Sulfur Evolution Reaction during Reduction of SO2 with CO over Carbon Materials

To develop a new method to recover elemental sulfur from the desulfurization process, a study on the sulfur evolution mechanism during the reduction of SO2 with CO over carbon was carried out. Thermodynamic equilibrium calculations showed that the elemental sulfur, as well as CO2, is the primary product of SO2 reduction with a CO/SO2 ratio of 2. Carbonyl sulfide (COS), instead of elemental sulfur, became the primary S-containing product with a CO/SO2 ratio of 3. Moreover, it decomposed to CO and elemental sulfur at temperatures above 500 degrees C. Experimental results showed that during the CO-SO2 reaction over carbon materials, COS was formed as a byproduct in the gaseous phase and elemental sulfur was generated following a COS intermediate mechanism.
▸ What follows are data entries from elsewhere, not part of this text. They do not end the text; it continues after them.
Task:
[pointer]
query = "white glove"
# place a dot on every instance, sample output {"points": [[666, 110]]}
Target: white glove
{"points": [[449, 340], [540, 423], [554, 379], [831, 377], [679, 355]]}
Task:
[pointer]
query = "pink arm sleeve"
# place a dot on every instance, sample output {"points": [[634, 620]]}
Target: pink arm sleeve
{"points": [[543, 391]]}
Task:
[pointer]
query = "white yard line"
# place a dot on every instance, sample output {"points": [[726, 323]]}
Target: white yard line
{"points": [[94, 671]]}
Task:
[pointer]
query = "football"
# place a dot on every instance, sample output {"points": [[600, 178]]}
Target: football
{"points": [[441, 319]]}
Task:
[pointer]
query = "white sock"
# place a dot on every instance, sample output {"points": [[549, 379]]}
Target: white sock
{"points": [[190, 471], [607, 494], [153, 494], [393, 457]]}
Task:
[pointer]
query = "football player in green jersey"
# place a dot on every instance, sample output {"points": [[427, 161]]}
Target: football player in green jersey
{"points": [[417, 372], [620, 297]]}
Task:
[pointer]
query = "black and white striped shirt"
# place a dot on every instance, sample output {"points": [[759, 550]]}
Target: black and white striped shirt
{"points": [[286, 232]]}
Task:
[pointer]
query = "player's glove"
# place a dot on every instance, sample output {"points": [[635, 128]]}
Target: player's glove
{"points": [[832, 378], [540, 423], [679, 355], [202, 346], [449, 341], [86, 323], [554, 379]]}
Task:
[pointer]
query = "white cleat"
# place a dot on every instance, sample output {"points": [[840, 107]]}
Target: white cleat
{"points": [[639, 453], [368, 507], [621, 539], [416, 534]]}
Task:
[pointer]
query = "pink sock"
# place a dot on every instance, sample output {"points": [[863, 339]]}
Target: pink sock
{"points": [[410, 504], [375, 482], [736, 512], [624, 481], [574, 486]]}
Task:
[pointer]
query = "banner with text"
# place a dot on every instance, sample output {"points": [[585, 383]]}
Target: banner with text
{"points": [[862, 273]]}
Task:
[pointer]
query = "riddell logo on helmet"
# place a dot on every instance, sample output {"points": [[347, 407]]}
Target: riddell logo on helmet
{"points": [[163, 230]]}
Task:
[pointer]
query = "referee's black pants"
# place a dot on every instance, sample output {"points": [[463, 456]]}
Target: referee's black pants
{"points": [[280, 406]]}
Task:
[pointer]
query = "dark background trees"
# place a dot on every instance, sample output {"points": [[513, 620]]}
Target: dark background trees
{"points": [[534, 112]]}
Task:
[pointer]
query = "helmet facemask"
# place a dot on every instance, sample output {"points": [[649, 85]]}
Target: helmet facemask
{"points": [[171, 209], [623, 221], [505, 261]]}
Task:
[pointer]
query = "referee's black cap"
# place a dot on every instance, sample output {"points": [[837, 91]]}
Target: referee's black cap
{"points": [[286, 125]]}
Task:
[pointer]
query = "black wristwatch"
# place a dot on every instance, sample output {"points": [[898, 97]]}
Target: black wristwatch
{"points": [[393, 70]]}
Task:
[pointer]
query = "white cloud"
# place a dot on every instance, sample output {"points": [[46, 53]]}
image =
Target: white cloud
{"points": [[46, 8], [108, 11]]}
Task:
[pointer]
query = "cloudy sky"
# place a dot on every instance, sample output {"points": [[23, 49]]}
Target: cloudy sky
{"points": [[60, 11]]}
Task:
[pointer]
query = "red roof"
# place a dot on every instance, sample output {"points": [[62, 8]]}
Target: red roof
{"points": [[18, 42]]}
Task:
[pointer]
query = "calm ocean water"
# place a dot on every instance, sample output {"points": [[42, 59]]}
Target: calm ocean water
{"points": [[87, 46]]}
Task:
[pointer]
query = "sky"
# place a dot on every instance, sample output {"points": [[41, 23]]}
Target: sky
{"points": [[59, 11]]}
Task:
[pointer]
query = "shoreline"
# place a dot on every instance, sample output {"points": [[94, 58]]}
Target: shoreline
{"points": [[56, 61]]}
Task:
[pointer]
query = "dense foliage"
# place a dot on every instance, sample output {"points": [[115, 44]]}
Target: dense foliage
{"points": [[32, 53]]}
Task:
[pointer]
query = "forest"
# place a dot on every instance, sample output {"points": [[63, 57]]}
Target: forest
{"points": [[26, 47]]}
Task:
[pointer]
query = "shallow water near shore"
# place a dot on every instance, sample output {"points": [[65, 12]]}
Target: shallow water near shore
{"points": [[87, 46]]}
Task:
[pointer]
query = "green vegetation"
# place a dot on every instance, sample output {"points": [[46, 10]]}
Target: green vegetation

In the solid phase, SO2 reacted with the carbon surface to form oxidized S-containing compounds and these compounds were reduced by CO. COS did not reduce the oxidized S-containing compounds but combined with the carbon matrix to form reductive compounds. The abundant pore structure of the carbon surface was beneficial for SO2 reduction, as it enhanced the generation of oxidized S-containing compounds. Moreover, high Fe2O3 content improved the reactivity due to the formation of metallic sulfides.